As a character, there is no similarity. It’s adapted. When you try to adapt a 40-year-old film, everything changes completely. The base idea is from the original, but that’s about it.
What’s the secret of Rohit Shetty and you as a winning combination at the box office?
Touch wood! I think when the film is right, everything is right. Luckily all our films have been good, and Bol Bachchan has also shaped up very well. It’s a clean entertainer. It has what the audience wants.
Abhishek Bachchan and you worked together in Rohit’s first film (Zameen), but BB is a completely different genre. What was the experience like working with him again?
We really had to push Abhishek to get into our zone of comedy timing. His comedy timing pattern is different and not the script’s demand. It took him a day or two and then he settled down (in his character).
Since you say Bol Bachchan is quite different from Golmaal, was there a real need to buy the remake rights?
No! But eventually I believe that if you are inspired by a film, it’s only ethical to buy the rights. I think Hrishida was a great filmmaker and we can’t compare ourselves with him. Our film is like a tribute to him.
When you say a film is inspired from a past hit movie, a lot of undue baggage gets attached to the new one…
It’s not about baggage. It’s about being ethical! If we don’t follow it, we can’t expect the others to do so. You have to set an example somewhere. We have been in the industry for the past 20 years and if we don’t do it, we can’t expect new people to do it.
Did your pehlwan (body builder) role involve any kind of preparation?
I can’t prepare for a role. The only thing I did was to put on a little weight. Pehlwans don’t have six-packs, so I gained a little more muscle. I started eating everything that I had stopped eating and I was good to go.
Has anyone ever played a prank on you?
No – nobody has the guts to do that!
You have been in the industry for 20 years. Is there anything you are not comfortable doing onscreen?
Everything is comfortable and nothing is comfortable. Every day I think, will I be able to perform this, will I be comfortable doing this… And that has to be there – if you don’t feel like that, you should stop working.
Your films like the Golmaal series and Singham have had a fantastic run at the box office. What’s your success formula?
I really don’t think I have cracked a formula. The bottom line is that the person who spends Rs 250 or Rs 300 on a movie wants to be entertained. They don’t want to get educated on world cinema. Entertainment can be comedy, action, emotion…anything, but it has to be entertaining. If you work towards it, it’s difficult to go wrong.
In the past you have done serious films like Gangaajal and Zakhm…
Gangaajal is also very entertaining! That is Prakash Jha’s knack of picking up a realistic idea and making it very engaging and entertaining. There are other filmmakers who also pick up real ideas, but they make it very boring, like a documentary. So it’s not that I won’t do such films. All I am saying is that they have to be entertaining.
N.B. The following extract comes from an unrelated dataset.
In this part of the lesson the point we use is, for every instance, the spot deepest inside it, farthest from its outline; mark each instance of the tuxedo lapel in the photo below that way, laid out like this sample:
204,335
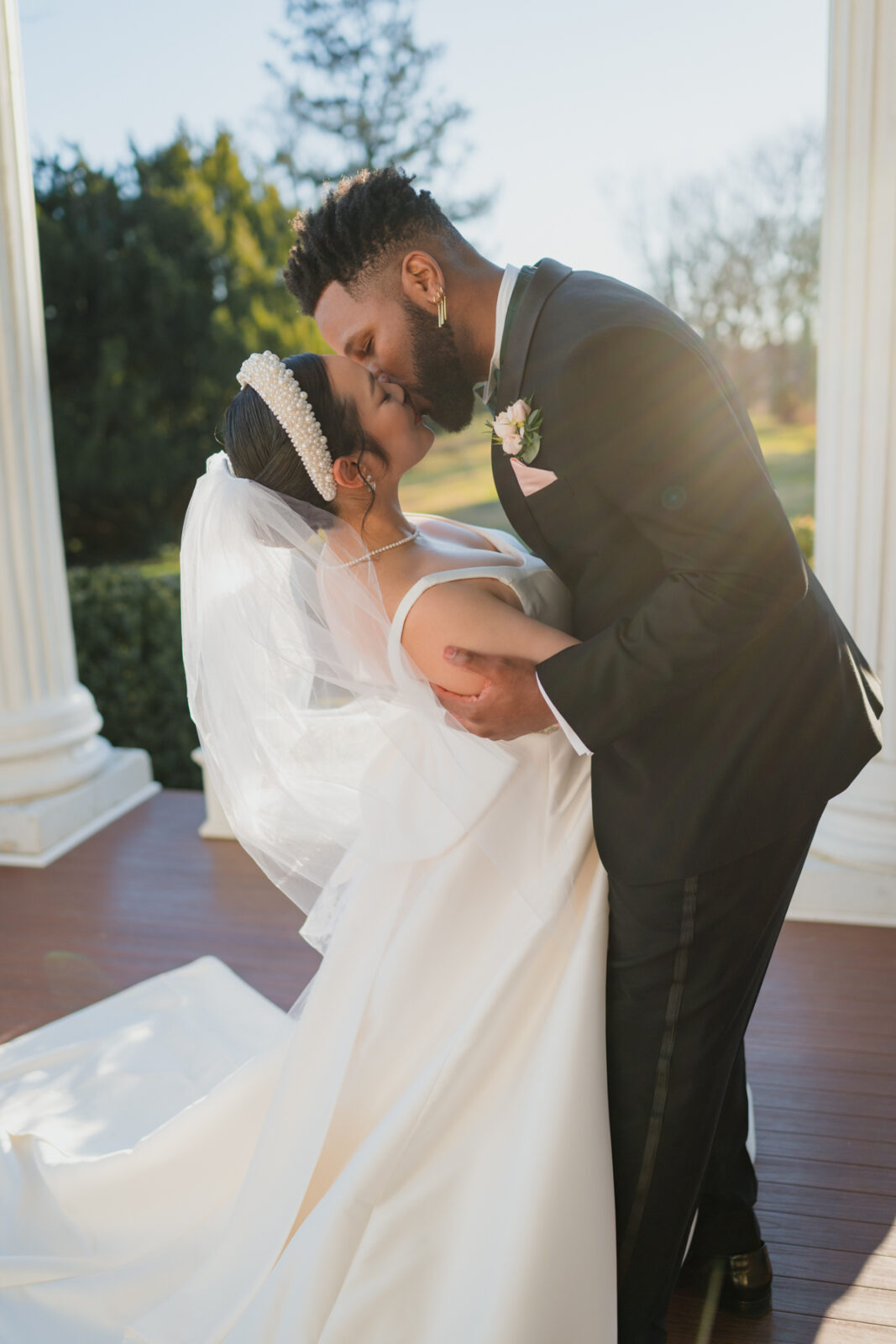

As an actor, creatively speaking, don’t you get tired of doing the same action scenes and saying funny dialogues?
You try to put in your best even in those roles. These characters are also tough to do. But the thing is, I haven’t heard a great script like Zakhm since then. If I do, I will definitely do it. People are not writing anything like that any more.
The media and a certain section of the industry look down upon the films that make Rs 100 crores at the box office. What do you have to say to that?
I think the grapes are sour there. People who can’t achieve that say it’s not the right cinema. You can’t wrong the audience. If your film has made Rs 100 crore, then 70 to 80 crore people have gone and watched it. So are you trying to say that they are all foolish? You are making movies for the audience, so you can’t say the audience is wrong. You have to give them what they like. Otherwise you make your kind of movies and watch at home. Why make it for an audience!